Illiberal Democracy: The end of Clientelism?

In this week’s article, “The end of clientelism?…,” Claudio Holzner focuses on two squatter settlements in Oaxaca, Mexico as case studies for his argument. He argues that individual and group behaviors of both squatter settlements are shaped by the opportunities and constraints created by strong and weak social network ties, thus allowing clientelistic practices in Mexico to continue (223). According to Holzner, strong network ties control group communication by keeping the majority of the group’s points of contact within the network compared to weak ties that rely on the diffusion of information and the spread of movements through said diffusion. Clientelistic practices from the PRI began to infiltrate the squatter settlement, permitting monopolistic control over essential resources and manipulation to corrupt elections. Consequently, the squatter settlement split into two separate rival groups: PRI sympathizers and PAN supporters. PAN encouraged members to break from the PRI and establish autonomous neighborhood associations but the PRI supporters remained loyal, thus the rivalry began.

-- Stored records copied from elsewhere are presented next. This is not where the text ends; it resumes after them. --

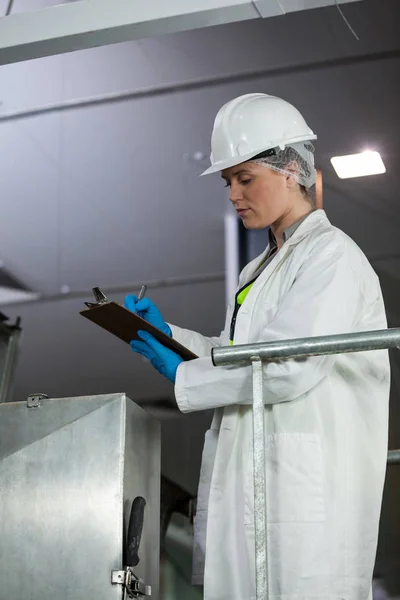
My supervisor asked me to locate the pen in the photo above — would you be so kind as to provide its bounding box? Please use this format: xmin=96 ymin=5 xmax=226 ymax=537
xmin=138 ymin=285 xmax=147 ymax=301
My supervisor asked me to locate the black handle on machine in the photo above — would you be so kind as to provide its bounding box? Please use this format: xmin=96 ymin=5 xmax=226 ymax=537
xmin=126 ymin=496 xmax=146 ymax=567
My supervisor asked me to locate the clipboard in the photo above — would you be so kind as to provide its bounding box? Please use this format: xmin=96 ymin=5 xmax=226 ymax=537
xmin=79 ymin=301 xmax=198 ymax=361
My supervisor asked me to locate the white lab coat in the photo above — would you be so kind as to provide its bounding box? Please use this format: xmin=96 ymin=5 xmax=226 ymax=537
xmin=172 ymin=210 xmax=390 ymax=600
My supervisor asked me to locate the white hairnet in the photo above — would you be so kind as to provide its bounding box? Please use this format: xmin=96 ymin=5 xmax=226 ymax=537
xmin=250 ymin=142 xmax=317 ymax=189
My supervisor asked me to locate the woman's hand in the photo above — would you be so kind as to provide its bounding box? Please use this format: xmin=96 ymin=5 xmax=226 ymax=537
xmin=125 ymin=294 xmax=172 ymax=337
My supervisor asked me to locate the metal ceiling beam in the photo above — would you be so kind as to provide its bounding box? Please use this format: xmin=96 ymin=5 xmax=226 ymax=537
xmin=0 ymin=0 xmax=360 ymax=65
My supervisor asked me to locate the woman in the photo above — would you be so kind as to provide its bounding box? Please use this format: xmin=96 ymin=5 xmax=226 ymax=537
xmin=126 ymin=94 xmax=389 ymax=600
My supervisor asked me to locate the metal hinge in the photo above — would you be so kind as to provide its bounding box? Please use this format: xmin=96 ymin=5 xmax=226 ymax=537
xmin=26 ymin=394 xmax=48 ymax=408
xmin=111 ymin=567 xmax=151 ymax=599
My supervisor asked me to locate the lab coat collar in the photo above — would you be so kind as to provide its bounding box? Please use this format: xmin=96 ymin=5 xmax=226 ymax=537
xmin=239 ymin=209 xmax=330 ymax=288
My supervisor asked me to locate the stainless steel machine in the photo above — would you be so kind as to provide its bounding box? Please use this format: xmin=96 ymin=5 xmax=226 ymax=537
xmin=0 ymin=394 xmax=160 ymax=600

I notice strengths and weaknesses in Holzner’s argument but primarily, the error of generalizing the existence of clientelistic practices in Latin America. Focusing on the squatter settlement in Oaxaca is clearly fruitful for his argument; however, Holzner continued his trend of only presenting information that supports his argument and omitting or simply dismissing information that might contradict it. In doing so, he infers that we have not seen the end of clientelism in Latin America and moves on without cross-examining other countries’ practices in Latin America. In the same breath, it is hard to deny the existence of clientelism in Mexico when the PRI continues to make their way to the top and even have a president in place despite overwhelming opposition from the people. There have been recent protests against Mexico’s president, Enrique Pena Nieto, calling for his resignation over extreme issues of drug violence, corruption, and even his meeting with Donald Trump. I do not think it would be absurd to question how he managed to get elected, especially as a member of the PRI, if not through some form of clientelism (among other methods). With this in mind, I think that Holzner makes a good argument in stating that the people will cling to clientelistic networks in an effort to secure diminishing resources, but I think that he needs to round his argument out by including other case studies from countries with similar histories as Mexico in Latin America.